О приверженности Бируни учению древнегреческих атомистов свидетельствует и его высказывание о множественности миров. В отличие от Аристотеля, допускавшего существование одного и единственного мира, атомисты считали, что «каждое светило образует мир, что оно имеет землю, окруженную воздухом», а Демокрит, в частности, утверждал, что в некоторых из этих миров «нет ни Солнца, ни Луны, в других — они больших размеров, чем наши, а в иных — их больше числом».

«Почему, — спрашивал Бируни, — Аристотель находит порочными слова тех, кто утверждает, что есть иной мир вне того, в котором мы живем, мир, существующий согласно иной природе?»

И отвечал: «Можно допустить, что другой мир обладает теми же природными свойствами, что и наш мир, но эти свойства созданы таким образом, что направления движения в нем отличаются от направления движения в нашем мире и каждый из этих миров отделен один от другого некой преградой».

Впоследствии выяснится, что в ряде вопросов полемики правда была на стороне юного оппонента Бируни. В других случаях, как, например, в предположении о существовании иных миров, обладающих отличными от нашего свойствами, Бируни оказался ближе к современным нам представлениям. Что же касается спорного вопроса о дискретности или непрерывности материи, пространства и времени, то он, как мы знаем, не имеет однозначного толкования по сегодняшний день.

Глава VI

Борьба за Хорасан продолжалась.

Если сравнить ее с шахматной партией, то можно сказать, что к концу X века она перешла в эндшпиль. Летом 997 года умер саманидский эмир Нух II и на бухарский престол взошел его сын Мансур ибн Нух. По сообщению летописи, это был «юноша, весьма красивый лицом, храбрый и речистый, но была в нем ужасная злость, так что все его боялись… Он прекрасно справлялся с делом и правил твердо». В том же году почил в бозе тюркский военачальник Сабуктегин, который после победы над Абу Али ибн Симджуром держал в своих руках весь Хорасан. Умирая, он поделил различные области Хорасана между членами своей семьи: правителем Герата и Буста стал его брат Буграчук, над Газной и Балхом были поставлены младшие сыновья Исмаил и Наср, а старшему и любимому — Махмуду — Сабуктегин передал командование всей саманидской армией в Хорасане.

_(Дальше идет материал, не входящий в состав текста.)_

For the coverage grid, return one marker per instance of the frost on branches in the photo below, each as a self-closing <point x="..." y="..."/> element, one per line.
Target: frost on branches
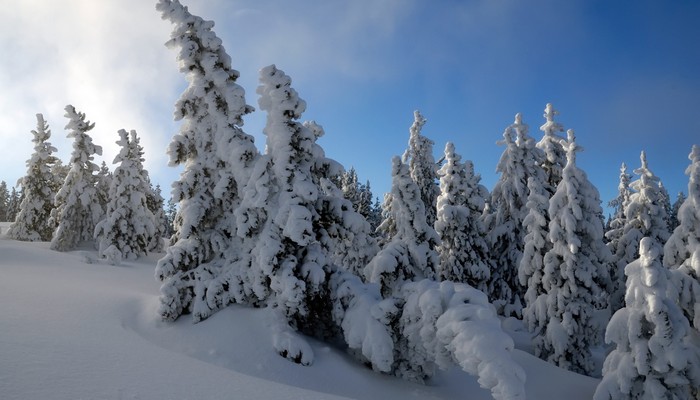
<point x="550" y="144"/>
<point x="614" y="234"/>
<point x="531" y="269"/>
<point x="463" y="248"/>
<point x="77" y="209"/>
<point x="654" y="357"/>
<point x="507" y="212"/>
<point x="682" y="250"/>
<point x="129" y="227"/>
<point x="422" y="166"/>
<point x="410" y="255"/>
<point x="217" y="156"/>
<point x="32" y="221"/>
<point x="575" y="270"/>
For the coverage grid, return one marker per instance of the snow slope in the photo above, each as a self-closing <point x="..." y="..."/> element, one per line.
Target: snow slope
<point x="71" y="329"/>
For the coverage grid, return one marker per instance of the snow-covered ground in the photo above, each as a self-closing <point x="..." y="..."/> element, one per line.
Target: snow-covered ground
<point x="72" y="329"/>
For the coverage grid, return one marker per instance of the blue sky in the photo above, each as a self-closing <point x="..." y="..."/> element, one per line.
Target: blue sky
<point x="625" y="75"/>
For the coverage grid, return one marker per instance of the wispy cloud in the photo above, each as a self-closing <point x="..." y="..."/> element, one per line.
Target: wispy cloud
<point x="105" y="58"/>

В отличие от своего нового бухарского властителя Махмуд не обладал ни приятной наружностью, ни красноречием, но ни во властолюбии, ни в храбрости ему не уступал. Оказавшись во главе огромного войска, доставшегося в наследство от отца, Махмуд тотчас вступил в борьбу со своим дядюшкой и братьями и к 998 году сделался фактическим правителем всего Хорасана.

В то время Махмуд еще числился вассалом саманидского эмира и даже платил ему дань с провинций Газна, Балх, Герат, Буст и Термез, которые были закреплены за ним официальным указом Бухары. Однако весьма скоро он убедился, что эмир Мансур всего лишь игрушка в руках своих гулямов и репутацией храброго воина я твердого политика обязан исключительно придворным льстецам. На деле его положение было отчаянным и почти безнадежным — дворцовая камарилья напоминала стаю голодных волков, готовых разорвать в клочья своего господина, а на северо-восточной границе, ожидая удобного случая, скалил зубы караханидский правитель Арслан Илек-Наср, который давно мечтал присоединить к своему ферганскому уделу весь Мавераннахр.

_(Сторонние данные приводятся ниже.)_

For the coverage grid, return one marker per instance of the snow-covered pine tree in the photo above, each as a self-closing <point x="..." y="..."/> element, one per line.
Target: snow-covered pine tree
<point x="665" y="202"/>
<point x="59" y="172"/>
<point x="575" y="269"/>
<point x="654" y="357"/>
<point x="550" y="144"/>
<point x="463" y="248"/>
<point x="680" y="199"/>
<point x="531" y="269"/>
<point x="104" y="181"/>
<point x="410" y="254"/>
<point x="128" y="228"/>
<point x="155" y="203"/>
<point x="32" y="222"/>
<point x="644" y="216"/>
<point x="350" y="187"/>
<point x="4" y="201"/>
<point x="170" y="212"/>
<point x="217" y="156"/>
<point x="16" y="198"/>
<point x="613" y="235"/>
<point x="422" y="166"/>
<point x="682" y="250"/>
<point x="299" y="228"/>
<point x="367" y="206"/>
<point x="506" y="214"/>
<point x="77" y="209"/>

Тревожной была и обстановка на Западе, в прикаспийском княжестве Горган, где после неудавшегося мятежа отсиживался Абу-л-Касим, родной брат поверженного Абу Али ибн Симджура, еще надеявшийся завоевать Хорасан. Вокруг Абу-л-Касима, на словах заявлявшего о своей верности Саманидам, сплотились бывшие хорасанские вельможи, лишенные земли и почестей за участие в мятеже и поэтому особенно непримиримые к Бухаре. Готовясь к походу на Нишапур, они, как разбойники с большой дороги, грабили податное население Горгана и даже горганских дехкан, что поначалу вызывало глухой ропот, а позднее вылилось в вооруженные выступления против непрошеных гостей.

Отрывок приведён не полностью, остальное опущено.